Tuesday, December 25, 2018

Book Review: Beat Me Til I'm Famous by Billy McCarthy




If you’ve read Motley Crue’s The Dirt or seen the Penelope Spheeris documentary The Decline of Western Civilization Part II: The Metal Years, you probably have a good idea what it was like to be in a hair metal band in L.A. in the late ‘80s.

But you didn’t learn about the day to day drudgery, desperation, and infighting that the struggle for a record contract entailed.

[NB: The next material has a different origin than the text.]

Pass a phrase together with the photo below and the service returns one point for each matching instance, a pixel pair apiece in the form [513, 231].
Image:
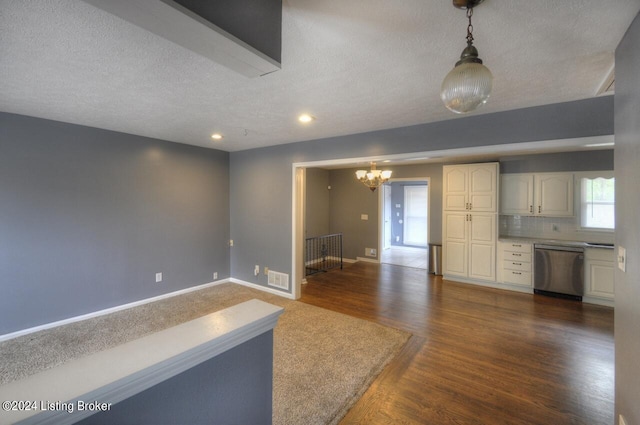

Billy McCarthy’s Beat Me Til I’m Famous follows the career of a third-tier (or fourth-tier, depending on your criteria) hair metal band called D’Molls. McCarthy was the band’s drummer, and he went by the name Billy Dior. The book offers a blow-by-blow description of what it was like to be in a hometown band (or bands), and finagle your way out of the Midwest to make in big in mid/late 1980s L.A.

McCarthy joined the D’Molls in the mid-'80s in Chicago, and they soon moved to L.A. to vie for a recording contract with hundreds of other bands. By the time they signed to Atlantic Records, the public’s appetite for guys with big hair and makeup who sang about sluts was fading. And, of course, there were the usual management and record company screw-ups that added to the band's bad fortune.


The side characters in Beat Me Til I’m Famous are often as interesting as the main players. There’s Rodney’ Dangerfield’s songwriter son, Brian, various shady record company people, managers, groupies, professional rock star girlfriends, sneaky, cutthroat band members, drug dealers, and pushy hangers-on. In fame-hungry Hollywood, there was always someone willing to give a band money and a place to crash, and hope to get a piece of the action if the band made it.

Beat Me Til I’m Famous captures the sleazy minutiae of the hair metal era with an intelligence and self-awareness you wouldn’t expect to find from someone in that scene. 

In 2011, McCarthy sued Poison over authorship of "Talk Dirty to Me" and some other songs. The D’Molls Wiki entry says the lawsuit was settled with McCarthy receiving an “undeclared sum”, but this is the only mention I’ve found online about any settlement. (McCarthy played in a band called Screamin’ Mimis with C.C. Deville  in 1984.)